Integrating scientific, psychological, and spiritual sources, Hakomi has evolved into an elegant form of psychotherapy that is highly effective with a wide range of populations. The method draws from general systems theory and modern body-centered therapies including Gestalt, Psychomotor, Feldenkrais, Focusing, Ericksonian Hypnosis, Neurolinguistic Programming, and the work of Wilhelm Reich and Alexander Lowen. Core concepts of gentleness, nonviolence, compassion, and mindfulness evolved from Buddhism and Taoism.

Hakomi helps people change “core material.”  Core material is composed of memories, images, beliefs, neural patterns and deeply held emotional dispositions. It shapes the styles, habits, behaviors, perceptions and attitudes that define us as individuals. Typically, it exerts its influence unconsciously, by organizing our responses to the major themes of life: safety, belonging, support, power, freedom, control, responsibility, love, appreciation, sexuality, spirituality, etc. Some of this material supports our being who we wish to be, while some of it, learned in response to acute and chronic stress, continues to limit us. Hakomi allows the client to distinguish between the two, and to willingly change material that restricts his or her wholeness.

“Loving presence and the healing relationship are central to Hakomi. We learn to develop an exquisite sensitivity and attunement to others – both their conscious and unconscious material – and to convey this depth of recognition. This creates a deep sense of safety and connection, and engages the “cooperation of the unconscious.” Current neuroscience is also revealing the basis for the effectiveness of mindfulness, loving presence, empathy, and other aspects of Hakomi Therapy.”

“The dynamic of mindfulness is another aspect of this foundation. When unique Hakomi techniques are integrated with mindfulness, it allows us to rapidly and safely access the unconscious beliefs and early experiences which shape our lives, relationships and self-concepts. When unconscious, this hidden material creates projections, conflict and disharmony in our interactions and inner world. Once conscious and directly experienced, these patterns are available for transformation and reintegration. Powerful emotions, memories and trauma may surface at times turn the process, and these are handled safely and effectively.”

From the Hakomi Institute’s training materials and website. (© The Hakomi Institute)

Contact Anne with questions or to schedule.


Brainspotting is a recent development of EMDR discovered by Dr. David Grand, renowned EMDR specialist and trainer.  A number of years ago, Dr. Grand noticed that when an eye position was held in place, the client was able to deeply and comfortably, process painful emotional and traumatic material.

This process is similar to EMDR processing, using bilateral stimulation, but much less eye movement. Eye position provides direct access to the limbic system within the body’s central nervous system where traumatic and emotional memory are stored. The containment of the held eye position allows for safety and ease with processing difficult material. Because this process works in the reflexive areas of the brain, holding the eye position seems to serve to de-condition previously conditioned, maladaptive emotional and physiological responses.
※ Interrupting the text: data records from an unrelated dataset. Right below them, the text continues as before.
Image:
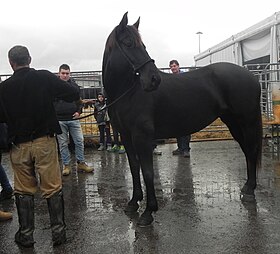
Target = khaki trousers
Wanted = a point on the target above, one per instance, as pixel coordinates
(35, 164)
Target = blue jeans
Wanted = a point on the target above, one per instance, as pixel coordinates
(73, 128)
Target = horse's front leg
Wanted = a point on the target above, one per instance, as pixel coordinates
(144, 151)
(248, 190)
(134, 164)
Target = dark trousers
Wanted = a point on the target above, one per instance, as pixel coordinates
(183, 143)
(116, 136)
(105, 129)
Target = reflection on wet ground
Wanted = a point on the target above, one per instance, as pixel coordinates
(199, 206)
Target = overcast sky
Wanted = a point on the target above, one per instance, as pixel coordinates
(75, 31)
Brainspots are discovered together as client and therapist observe the effects of eye position as the eyes move across a visual grid. Once a reaction, or reflexive movement is discovered, that spot is held, with the help of a pointer, to access and process the information stored there. Client and therapist work together in processing. Bilateral music or sound recordings may be used in conjunction with Brainspotting to enhance the processing.  Brainspots are also helpful in accessing and developing internal resource states which are often used in conjunction with the processing of traumatic wounds. Developing resource states is an emotional and physiological process that can become a permanent part of a person’s sense of self.

Brainspotting can be used to process and integrate many different issues and experiences, including trauma. Often, stubborn emotional and physiological issues have roots in one or a number of traumatic events.  Unprocessed and unintegrated physical and emotional trauma stays in the body as chronic tension, hypervigilance, intrusive thoughts, mood disorders, phobias and general anxiety.

Dr. David Grand and colleagues worked with many of the Sandy Hook community in the wake of the tragic school shooting. The members of the community gathered data from the more than 8 therapeutic modalities that were used to treat them. In their report, they discovered Brainspotting was the most effective treatment modality.